Raquel noted that the traditional method to map-building -- via slow, on-the-ground, repetitive, road-traversal -- is expensive, and slow. Instead, let's do it from the air. Planes, drones, satellites, and LIDAR can all be employed to scan and record topography from afar at scale. Map-building, she notes, is also a collaborative process, and can (should?) be crafted from a combination of sources, including from air, library maps, ground, cars, panoramas, and more.

Urtasun stressed the point that autonomous driving systems should be informed by a combination of sensors -- GPS, cameras, etc. -- but that we must be certain that the job can be adequately performed even if any single sensor fails. Without GPS availability while driving amongst the skyscrapers of downtown Toronto, for example, we should still be confident that autonomous driving is to be trusted based on the data and sensors at its disposal at that time.

Ira Kemelmacher-Shlizerman of Allen School of Computer Science and Facebook then presented her talk, Learning Lip Sync from Audio.

Ira Kemelmacher-Shlizerman

In an interesting presentation, Ira discussed what the impact of such a technology might be, including people modeling in the form of both telepresence and higher quality video transmission (video up-scaling). She also discussed the difficulties of going from a one-dimensional signal (audio) to three-dimensional motion video, and the added layer of ideally capturing facial expressions and matching body language, etc.

The work of Kemelmacher-Shlizerman and her colleagues followed a 4 stage algorithm:

  1. Audio signal to lip outlines; makes use of a recurrent neural network
  2. Map lip lines to images
  3. Sharpen image, which includes lip lines
  4. Post-processing -> the "final composition" which blends work with actual video

For training, there was a requirement of lots of video data in the public domain, which is why Barack Obama was settled upon as a training candidate. Crucial for training was the ability to peek into the future, in order to differentiate between, for example, an audio snippet which includes "teapot" vs. "tea house."

Step 4, post-processing, included the locating of the most appropriate section of video onto which to map the lip-synced images. Time-warping is one of the tricks her team employed, in order to help match body and head motion as desired. For example, it would not be advantageous to have a visibly-happy person discussing some sad event.

Kemelmacher-Shlizerman points out that the results are no perfect -- color bleeding, double chins, lack of emotion modeling -- but it is impressive work on which iterative improvements will undoubtedly be quickly built.

Roland Memisevic of Twenty Billion Neurons gave a talk, titled Common Sense Video Understanding at TwentyBN. Roland presented great research, but like Aaron Courville took a few minutes to pay tribute to deep learning innovation itself.

Roland stressed that deep learning is not linear progression, and that successive deep learning breakthroughs are greater than the sum of their parts, while recognizing that these advances are driven by the massive amounts of data we now have at out fingertips as well as available computational power.

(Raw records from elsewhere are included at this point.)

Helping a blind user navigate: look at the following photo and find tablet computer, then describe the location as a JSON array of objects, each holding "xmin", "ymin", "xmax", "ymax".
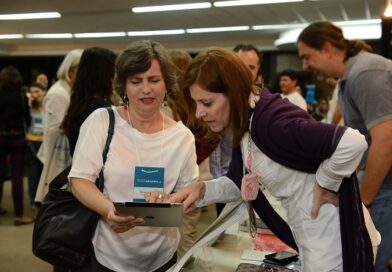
[{"xmin": 114, "ymin": 202, "xmax": 183, "ymax": 227}]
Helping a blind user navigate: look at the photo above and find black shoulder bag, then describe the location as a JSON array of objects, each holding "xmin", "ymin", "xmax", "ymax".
[{"xmin": 33, "ymin": 107, "xmax": 115, "ymax": 269}]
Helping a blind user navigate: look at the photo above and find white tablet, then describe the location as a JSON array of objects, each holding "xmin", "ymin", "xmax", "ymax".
[{"xmin": 114, "ymin": 202, "xmax": 183, "ymax": 227}]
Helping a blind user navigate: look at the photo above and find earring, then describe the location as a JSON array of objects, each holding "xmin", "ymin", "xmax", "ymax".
[{"xmin": 123, "ymin": 94, "xmax": 129, "ymax": 106}]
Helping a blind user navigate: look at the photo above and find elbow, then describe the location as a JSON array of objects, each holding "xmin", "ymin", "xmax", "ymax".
[{"xmin": 345, "ymin": 128, "xmax": 368, "ymax": 155}]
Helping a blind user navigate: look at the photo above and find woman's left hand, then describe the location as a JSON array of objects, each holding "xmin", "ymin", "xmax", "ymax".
[
  {"xmin": 310, "ymin": 182, "xmax": 339, "ymax": 219},
  {"xmin": 144, "ymin": 190, "xmax": 170, "ymax": 203}
]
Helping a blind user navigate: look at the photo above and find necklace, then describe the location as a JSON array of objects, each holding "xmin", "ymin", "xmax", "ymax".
[{"xmin": 124, "ymin": 106, "xmax": 165, "ymax": 166}]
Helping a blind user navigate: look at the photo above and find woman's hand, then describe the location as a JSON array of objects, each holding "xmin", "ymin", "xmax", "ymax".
[
  {"xmin": 105, "ymin": 206, "xmax": 144, "ymax": 233},
  {"xmin": 168, "ymin": 182, "xmax": 206, "ymax": 213},
  {"xmin": 310, "ymin": 182, "xmax": 339, "ymax": 219},
  {"xmin": 241, "ymin": 174, "xmax": 260, "ymax": 201},
  {"xmin": 144, "ymin": 190, "xmax": 170, "ymax": 203}
]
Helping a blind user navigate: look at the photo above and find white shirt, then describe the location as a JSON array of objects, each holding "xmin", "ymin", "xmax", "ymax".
[
  {"xmin": 198, "ymin": 128, "xmax": 367, "ymax": 272},
  {"xmin": 69, "ymin": 109, "xmax": 198, "ymax": 272},
  {"xmin": 37, "ymin": 80, "xmax": 71, "ymax": 164},
  {"xmin": 281, "ymin": 91, "xmax": 308, "ymax": 112}
]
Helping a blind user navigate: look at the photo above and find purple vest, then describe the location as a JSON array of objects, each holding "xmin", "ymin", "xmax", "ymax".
[{"xmin": 227, "ymin": 90, "xmax": 374, "ymax": 272}]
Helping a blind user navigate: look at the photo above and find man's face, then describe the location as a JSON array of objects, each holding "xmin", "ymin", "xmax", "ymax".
[
  {"xmin": 279, "ymin": 76, "xmax": 297, "ymax": 95},
  {"xmin": 237, "ymin": 50, "xmax": 260, "ymax": 81},
  {"xmin": 297, "ymin": 42, "xmax": 335, "ymax": 77}
]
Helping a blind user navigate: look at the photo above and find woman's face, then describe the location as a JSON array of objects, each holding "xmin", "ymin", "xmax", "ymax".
[
  {"xmin": 125, "ymin": 59, "xmax": 166, "ymax": 115},
  {"xmin": 30, "ymin": 87, "xmax": 46, "ymax": 103},
  {"xmin": 189, "ymin": 84, "xmax": 230, "ymax": 132}
]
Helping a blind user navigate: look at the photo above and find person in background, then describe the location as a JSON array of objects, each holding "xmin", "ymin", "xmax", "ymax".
[
  {"xmin": 169, "ymin": 48, "xmax": 379, "ymax": 272},
  {"xmin": 61, "ymin": 47, "xmax": 116, "ymax": 156},
  {"xmin": 35, "ymin": 49, "xmax": 83, "ymax": 202},
  {"xmin": 297, "ymin": 21, "xmax": 392, "ymax": 272},
  {"xmin": 325, "ymin": 77, "xmax": 344, "ymax": 126},
  {"xmin": 35, "ymin": 73, "xmax": 49, "ymax": 90},
  {"xmin": 69, "ymin": 40, "xmax": 198, "ymax": 272},
  {"xmin": 279, "ymin": 69, "xmax": 308, "ymax": 111},
  {"xmin": 0, "ymin": 66, "xmax": 33, "ymax": 226},
  {"xmin": 26, "ymin": 83, "xmax": 46, "ymax": 209},
  {"xmin": 168, "ymin": 50, "xmax": 219, "ymax": 258},
  {"xmin": 312, "ymin": 97, "xmax": 329, "ymax": 123},
  {"xmin": 233, "ymin": 43, "xmax": 264, "ymax": 86}
]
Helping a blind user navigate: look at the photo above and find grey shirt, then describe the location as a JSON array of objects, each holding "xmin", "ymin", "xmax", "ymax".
[{"xmin": 338, "ymin": 52, "xmax": 392, "ymax": 189}]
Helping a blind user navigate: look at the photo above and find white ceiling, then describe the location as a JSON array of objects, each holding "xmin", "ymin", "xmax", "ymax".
[{"xmin": 0, "ymin": 0, "xmax": 386, "ymax": 55}]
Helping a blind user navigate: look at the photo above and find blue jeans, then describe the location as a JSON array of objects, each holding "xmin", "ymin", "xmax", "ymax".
[{"xmin": 370, "ymin": 189, "xmax": 392, "ymax": 272}]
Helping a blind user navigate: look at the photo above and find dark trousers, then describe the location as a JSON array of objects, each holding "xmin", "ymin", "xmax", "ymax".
[
  {"xmin": 25, "ymin": 141, "xmax": 43, "ymax": 205},
  {"xmin": 72, "ymin": 246, "xmax": 177, "ymax": 272},
  {"xmin": 0, "ymin": 135, "xmax": 26, "ymax": 216}
]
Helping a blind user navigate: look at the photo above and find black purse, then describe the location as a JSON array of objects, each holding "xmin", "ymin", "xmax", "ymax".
[{"xmin": 33, "ymin": 107, "xmax": 115, "ymax": 269}]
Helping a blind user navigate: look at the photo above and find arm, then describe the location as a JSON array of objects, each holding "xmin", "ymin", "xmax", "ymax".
[
  {"xmin": 311, "ymin": 128, "xmax": 367, "ymax": 219},
  {"xmin": 361, "ymin": 120, "xmax": 392, "ymax": 206},
  {"xmin": 169, "ymin": 177, "xmax": 241, "ymax": 212},
  {"xmin": 70, "ymin": 178, "xmax": 144, "ymax": 233},
  {"xmin": 331, "ymin": 103, "xmax": 342, "ymax": 125},
  {"xmin": 44, "ymin": 90, "xmax": 69, "ymax": 132}
]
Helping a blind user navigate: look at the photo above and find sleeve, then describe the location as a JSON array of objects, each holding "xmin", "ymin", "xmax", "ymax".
[
  {"xmin": 195, "ymin": 176, "xmax": 241, "ymax": 207},
  {"xmin": 350, "ymin": 69, "xmax": 392, "ymax": 129},
  {"xmin": 316, "ymin": 128, "xmax": 367, "ymax": 192},
  {"xmin": 174, "ymin": 132, "xmax": 199, "ymax": 192},
  {"xmin": 44, "ymin": 93, "xmax": 69, "ymax": 133},
  {"xmin": 23, "ymin": 94, "xmax": 32, "ymax": 129},
  {"xmin": 68, "ymin": 108, "xmax": 109, "ymax": 182}
]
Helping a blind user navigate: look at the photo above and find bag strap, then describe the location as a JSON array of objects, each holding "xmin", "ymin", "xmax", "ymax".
[
  {"xmin": 95, "ymin": 107, "xmax": 115, "ymax": 192},
  {"xmin": 49, "ymin": 107, "xmax": 115, "ymax": 192}
]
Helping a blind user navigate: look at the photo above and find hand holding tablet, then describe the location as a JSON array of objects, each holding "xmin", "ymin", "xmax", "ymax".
[{"xmin": 114, "ymin": 202, "xmax": 183, "ymax": 227}]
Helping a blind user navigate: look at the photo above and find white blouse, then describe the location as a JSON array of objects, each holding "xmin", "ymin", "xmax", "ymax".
[
  {"xmin": 69, "ymin": 109, "xmax": 198, "ymax": 272},
  {"xmin": 198, "ymin": 128, "xmax": 367, "ymax": 272}
]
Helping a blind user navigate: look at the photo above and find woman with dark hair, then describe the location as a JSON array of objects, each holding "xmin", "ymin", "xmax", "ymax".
[
  {"xmin": 170, "ymin": 48, "xmax": 374, "ymax": 272},
  {"xmin": 0, "ymin": 66, "xmax": 33, "ymax": 226},
  {"xmin": 61, "ymin": 47, "xmax": 116, "ymax": 155},
  {"xmin": 69, "ymin": 40, "xmax": 198, "ymax": 272}
]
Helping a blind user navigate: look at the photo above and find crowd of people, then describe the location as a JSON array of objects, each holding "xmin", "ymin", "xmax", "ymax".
[{"xmin": 0, "ymin": 22, "xmax": 392, "ymax": 272}]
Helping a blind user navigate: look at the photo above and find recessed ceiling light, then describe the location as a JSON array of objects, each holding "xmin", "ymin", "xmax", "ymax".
[
  {"xmin": 214, "ymin": 0, "xmax": 304, "ymax": 7},
  {"xmin": 74, "ymin": 32, "xmax": 127, "ymax": 38},
  {"xmin": 132, "ymin": 2, "xmax": 212, "ymax": 13},
  {"xmin": 186, "ymin": 26, "xmax": 250, "ymax": 33},
  {"xmin": 0, "ymin": 12, "xmax": 61, "ymax": 20},
  {"xmin": 0, "ymin": 34, "xmax": 23, "ymax": 40},
  {"xmin": 127, "ymin": 29, "xmax": 185, "ymax": 36},
  {"xmin": 25, "ymin": 33, "xmax": 72, "ymax": 39}
]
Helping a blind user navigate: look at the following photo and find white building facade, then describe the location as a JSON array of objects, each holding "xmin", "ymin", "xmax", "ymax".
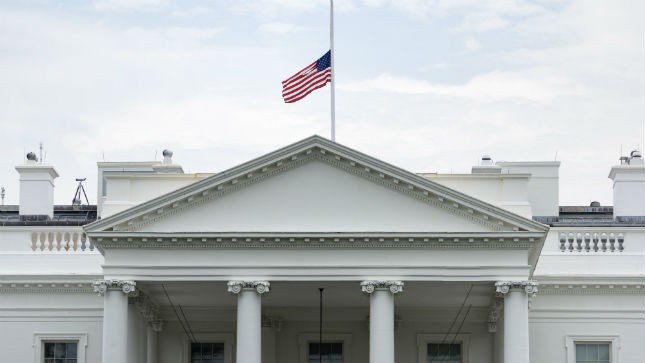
[{"xmin": 0, "ymin": 136, "xmax": 645, "ymax": 363}]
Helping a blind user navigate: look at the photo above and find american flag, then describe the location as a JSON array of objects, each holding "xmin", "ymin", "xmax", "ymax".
[{"xmin": 282, "ymin": 50, "xmax": 331, "ymax": 103}]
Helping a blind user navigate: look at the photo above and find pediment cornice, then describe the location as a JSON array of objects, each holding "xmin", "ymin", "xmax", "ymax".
[
  {"xmin": 85, "ymin": 136, "xmax": 548, "ymax": 236},
  {"xmin": 88, "ymin": 232, "xmax": 543, "ymax": 251}
]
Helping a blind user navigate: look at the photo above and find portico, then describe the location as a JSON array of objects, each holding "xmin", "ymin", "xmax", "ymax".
[{"xmin": 86, "ymin": 137, "xmax": 547, "ymax": 363}]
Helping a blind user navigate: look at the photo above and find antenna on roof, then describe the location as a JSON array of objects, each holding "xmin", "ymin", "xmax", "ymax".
[{"xmin": 72, "ymin": 178, "xmax": 90, "ymax": 207}]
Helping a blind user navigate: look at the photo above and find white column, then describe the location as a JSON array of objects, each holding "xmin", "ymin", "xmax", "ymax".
[
  {"xmin": 495, "ymin": 281, "xmax": 538, "ymax": 363},
  {"xmin": 92, "ymin": 280, "xmax": 136, "ymax": 363},
  {"xmin": 228, "ymin": 281, "xmax": 270, "ymax": 363},
  {"xmin": 361, "ymin": 281, "xmax": 403, "ymax": 363},
  {"xmin": 146, "ymin": 320, "xmax": 163, "ymax": 363}
]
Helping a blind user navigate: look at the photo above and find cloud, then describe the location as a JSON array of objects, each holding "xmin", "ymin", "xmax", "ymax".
[
  {"xmin": 339, "ymin": 69, "xmax": 583, "ymax": 103},
  {"xmin": 94, "ymin": 0, "xmax": 169, "ymax": 11},
  {"xmin": 258, "ymin": 22, "xmax": 308, "ymax": 35},
  {"xmin": 464, "ymin": 37, "xmax": 482, "ymax": 51}
]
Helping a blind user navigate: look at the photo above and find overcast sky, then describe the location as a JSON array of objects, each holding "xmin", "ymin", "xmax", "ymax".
[{"xmin": 0, "ymin": 0, "xmax": 645, "ymax": 205}]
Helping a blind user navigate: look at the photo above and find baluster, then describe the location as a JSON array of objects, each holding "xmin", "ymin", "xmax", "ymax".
[
  {"xmin": 81, "ymin": 233, "xmax": 87, "ymax": 251},
  {"xmin": 72, "ymin": 232, "xmax": 78, "ymax": 251},
  {"xmin": 83, "ymin": 233, "xmax": 94, "ymax": 251},
  {"xmin": 64, "ymin": 232, "xmax": 72, "ymax": 251},
  {"xmin": 593, "ymin": 233, "xmax": 598, "ymax": 252},
  {"xmin": 40, "ymin": 232, "xmax": 47, "ymax": 251},
  {"xmin": 47, "ymin": 232, "xmax": 54, "ymax": 251},
  {"xmin": 56, "ymin": 232, "xmax": 63, "ymax": 251},
  {"xmin": 31, "ymin": 232, "xmax": 38, "ymax": 251}
]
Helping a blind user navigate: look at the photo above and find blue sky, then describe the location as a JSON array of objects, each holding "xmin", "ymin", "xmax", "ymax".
[{"xmin": 0, "ymin": 0, "xmax": 645, "ymax": 205}]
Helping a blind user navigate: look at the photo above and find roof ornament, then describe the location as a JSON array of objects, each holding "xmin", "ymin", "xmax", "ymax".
[{"xmin": 72, "ymin": 178, "xmax": 90, "ymax": 207}]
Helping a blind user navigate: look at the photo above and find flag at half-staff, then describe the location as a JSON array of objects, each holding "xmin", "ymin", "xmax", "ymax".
[{"xmin": 282, "ymin": 50, "xmax": 331, "ymax": 103}]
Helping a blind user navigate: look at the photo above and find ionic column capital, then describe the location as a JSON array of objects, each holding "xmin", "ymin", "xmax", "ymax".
[
  {"xmin": 92, "ymin": 280, "xmax": 138, "ymax": 296},
  {"xmin": 361, "ymin": 280, "xmax": 404, "ymax": 295},
  {"xmin": 495, "ymin": 280, "xmax": 539, "ymax": 297},
  {"xmin": 226, "ymin": 281, "xmax": 271, "ymax": 295}
]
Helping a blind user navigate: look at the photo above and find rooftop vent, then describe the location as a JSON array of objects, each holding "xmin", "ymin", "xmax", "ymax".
[
  {"xmin": 161, "ymin": 149, "xmax": 172, "ymax": 164},
  {"xmin": 472, "ymin": 154, "xmax": 502, "ymax": 174}
]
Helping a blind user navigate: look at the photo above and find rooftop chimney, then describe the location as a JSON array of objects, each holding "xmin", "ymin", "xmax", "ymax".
[
  {"xmin": 16, "ymin": 152, "xmax": 58, "ymax": 219},
  {"xmin": 152, "ymin": 149, "xmax": 184, "ymax": 174},
  {"xmin": 609, "ymin": 150, "xmax": 645, "ymax": 221}
]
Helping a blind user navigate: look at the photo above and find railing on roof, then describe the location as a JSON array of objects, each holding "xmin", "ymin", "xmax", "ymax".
[
  {"xmin": 559, "ymin": 232, "xmax": 625, "ymax": 253},
  {"xmin": 31, "ymin": 230, "xmax": 95, "ymax": 252}
]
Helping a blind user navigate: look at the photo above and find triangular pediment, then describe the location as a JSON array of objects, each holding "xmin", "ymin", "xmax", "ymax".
[{"xmin": 86, "ymin": 136, "xmax": 546, "ymax": 235}]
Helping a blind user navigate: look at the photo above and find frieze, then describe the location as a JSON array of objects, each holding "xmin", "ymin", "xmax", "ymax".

He then broke into his talk on the research being done at Twenty Billion Neurons, and their progress in video understanding, and its need for developing inference capabilities in AI in general. Their goal at Twenty Billion Neurons is nothing less than admirably (and lofty) "enabling video understanding."

Difficulties they face include that video is more structured than objects, as it layers sequences and interactions on top of what are relatively simple object descriptions. Training is also difficult; it is not easy to locate the particular video examples you are looking for at any given time. Conversely, creating video data actually takes enormous amounts of planning before the execution, and refinement afterward. However you slice it, the video data creation/curation problem is very real. Contrastive classes -- picking up vs. putting down, standing up vs. sitting down, etc. -- make data collection and/or creation more difficult. Yet these contrastive classes also make learning harder, and strengthen the resulting neural networks.

This is but a sampling of some of the interesting talks from RE•WORK Deep Learning Summit Montreal. I hope to share some more takeaways later in the week.